Clinical Research & Data, AMI Cardiogenic Shock

Dr. Navin Kapur: Cardiogenic Shock Working Group and SCAI Shock Stages–TCT 2022

 

In this presentation from TCT 2022, Navin Kapur, MD, provides an update from the Cardiogenic Shock Working Group (CSWG) and discusses SCAI shock stages.

Dr. Kapur explains that the CSWG is an academic research consortium that currently includes more than 5,000 patients in its registry. There are currently about 2,700 cases of heart failure cardiogenic shock (HF-CS) and about 1,500 myocardial infarction cardiogenic shock (MI-CS) cases. “It’s an immense amount of data,” Dr. Kapur states, “that really allows us to change opinions into fact.”

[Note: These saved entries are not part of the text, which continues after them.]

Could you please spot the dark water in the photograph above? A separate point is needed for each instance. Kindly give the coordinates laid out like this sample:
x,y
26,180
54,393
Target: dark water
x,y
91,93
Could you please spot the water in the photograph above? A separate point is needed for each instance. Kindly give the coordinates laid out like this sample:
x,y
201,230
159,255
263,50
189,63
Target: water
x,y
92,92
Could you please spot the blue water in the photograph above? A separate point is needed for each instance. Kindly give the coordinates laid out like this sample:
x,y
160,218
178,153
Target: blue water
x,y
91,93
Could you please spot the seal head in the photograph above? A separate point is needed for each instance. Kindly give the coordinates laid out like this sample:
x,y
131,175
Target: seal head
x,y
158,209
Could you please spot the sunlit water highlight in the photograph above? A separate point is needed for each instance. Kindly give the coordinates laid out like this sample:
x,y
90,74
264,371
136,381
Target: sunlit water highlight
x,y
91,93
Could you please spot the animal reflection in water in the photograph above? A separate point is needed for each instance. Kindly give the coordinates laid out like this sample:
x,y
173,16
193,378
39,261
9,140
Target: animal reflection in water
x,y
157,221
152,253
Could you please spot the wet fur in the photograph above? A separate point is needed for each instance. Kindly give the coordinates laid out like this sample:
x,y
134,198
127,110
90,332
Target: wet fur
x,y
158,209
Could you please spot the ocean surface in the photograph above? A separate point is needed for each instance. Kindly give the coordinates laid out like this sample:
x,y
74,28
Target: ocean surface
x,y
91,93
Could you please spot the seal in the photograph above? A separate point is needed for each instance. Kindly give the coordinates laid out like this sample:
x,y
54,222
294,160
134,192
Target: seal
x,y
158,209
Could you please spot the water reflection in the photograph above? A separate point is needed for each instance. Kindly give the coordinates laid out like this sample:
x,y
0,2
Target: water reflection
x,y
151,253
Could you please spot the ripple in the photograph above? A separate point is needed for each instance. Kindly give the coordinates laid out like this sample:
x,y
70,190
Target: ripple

Dr. Kapur presents data from a recent CSWG registry publication showing that in-hospital mortality for patients with HF-CS is 25% and that mortality rises to 42% in patients with MI-CS. Out-of-hospital cardiac arrest (OHCA) has a profound impact on mortality in these patients, increasing in-hospital mortality to 35% in HF-CS and 55% in MI-CS. Within the HF-CS cohort, Dr. Kapur highlights, “There’s a split between de novo heart failure, which starts to look like MI level mortalities, versus acute-on-chronic heart failure.”

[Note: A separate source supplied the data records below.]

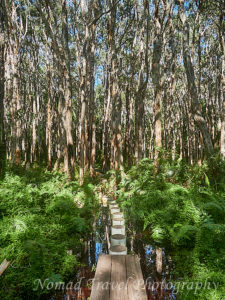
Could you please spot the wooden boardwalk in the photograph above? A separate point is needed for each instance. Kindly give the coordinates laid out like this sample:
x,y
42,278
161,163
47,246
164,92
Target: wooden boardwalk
x,y
118,277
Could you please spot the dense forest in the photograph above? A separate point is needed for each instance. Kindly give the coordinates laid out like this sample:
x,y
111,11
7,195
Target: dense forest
x,y
124,98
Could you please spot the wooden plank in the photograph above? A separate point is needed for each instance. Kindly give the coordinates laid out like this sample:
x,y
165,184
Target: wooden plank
x,y
135,282
118,289
4,265
101,284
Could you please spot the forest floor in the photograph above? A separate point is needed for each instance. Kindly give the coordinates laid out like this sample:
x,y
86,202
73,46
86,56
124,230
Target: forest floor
x,y
180,210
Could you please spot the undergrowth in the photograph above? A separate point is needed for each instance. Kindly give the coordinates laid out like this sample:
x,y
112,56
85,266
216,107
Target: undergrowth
x,y
42,216
182,207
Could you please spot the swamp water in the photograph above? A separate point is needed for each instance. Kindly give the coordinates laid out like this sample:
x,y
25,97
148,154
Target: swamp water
x,y
158,286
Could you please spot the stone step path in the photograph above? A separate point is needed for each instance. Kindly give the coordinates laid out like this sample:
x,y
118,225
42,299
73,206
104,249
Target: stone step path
x,y
118,230
118,276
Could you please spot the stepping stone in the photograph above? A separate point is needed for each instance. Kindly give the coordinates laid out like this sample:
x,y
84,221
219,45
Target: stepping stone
x,y
118,239
118,229
117,215
112,204
114,209
118,221
118,250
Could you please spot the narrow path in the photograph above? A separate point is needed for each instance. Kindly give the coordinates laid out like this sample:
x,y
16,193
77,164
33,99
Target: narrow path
x,y
118,275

SCAI stage B patients are an important focus of the CSWG. “Now traditionally ‘B’ means ‘beginning’ shock,” Kapur states. “And we actually think, based on the data I’ll show you, ‘B’ is actually for ‘bad’ and that means bad prognosis.” 

The CSWG tweaked the definition of the SCAI B classification to include patients who are normotensive but hypoperfusing. “Now that’s very important for the heart failure subset,” Dr. Kapur explains, “where many of these patients are normotensive with elevated lactate, low output states, but they’ve acclimated to that type of environment having a low EF for a long time.” He explains that in this registry analysis they’ve created simple metrics that can be applied at the bedside and can also be applied retrospectively to multiple clinical trials (SBP, MAP, lactate, ALT and pH). He adds that the final component for evaluating SCAI stage is treatment intensity (vasoactive and inotropic drugs and MCS). 

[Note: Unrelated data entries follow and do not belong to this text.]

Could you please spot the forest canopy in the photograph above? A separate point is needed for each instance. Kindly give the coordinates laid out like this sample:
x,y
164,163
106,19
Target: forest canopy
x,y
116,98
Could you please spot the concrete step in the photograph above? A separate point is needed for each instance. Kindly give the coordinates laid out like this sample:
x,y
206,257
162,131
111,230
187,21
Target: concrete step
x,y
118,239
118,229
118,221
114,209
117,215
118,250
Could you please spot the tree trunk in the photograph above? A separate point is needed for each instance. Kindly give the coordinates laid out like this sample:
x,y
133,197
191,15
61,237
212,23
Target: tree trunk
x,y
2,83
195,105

Dr. Kapur reviews some of the analyses incorporating the tweaked CSWG SCAI stage B definition allowing hypoperfusion. In particular, he looks at escalation or deterioration of patients, noting, “If you enter the hospital as a SCAI B patient, there is a 90% chance that you are likely to deteriorate into a worsening SCAI stage. And that’s why I don’t think it should be called ‘beginning’ anymore, and really this is a population of patients we have to focus on and intervene early, because this is a really bad prognostic indicator.”

Dr. Kapur concludes his presentation by briefly looking at other shock trials (eg, IABP-SHOCK II, IMPRESS Trial Program, DanGer Shock Trial, ECLS-Shock Trial, National Cardiogenic Shock Initiative, STEMI-DTU™, RECOVER IV) through the SCAI staging lens.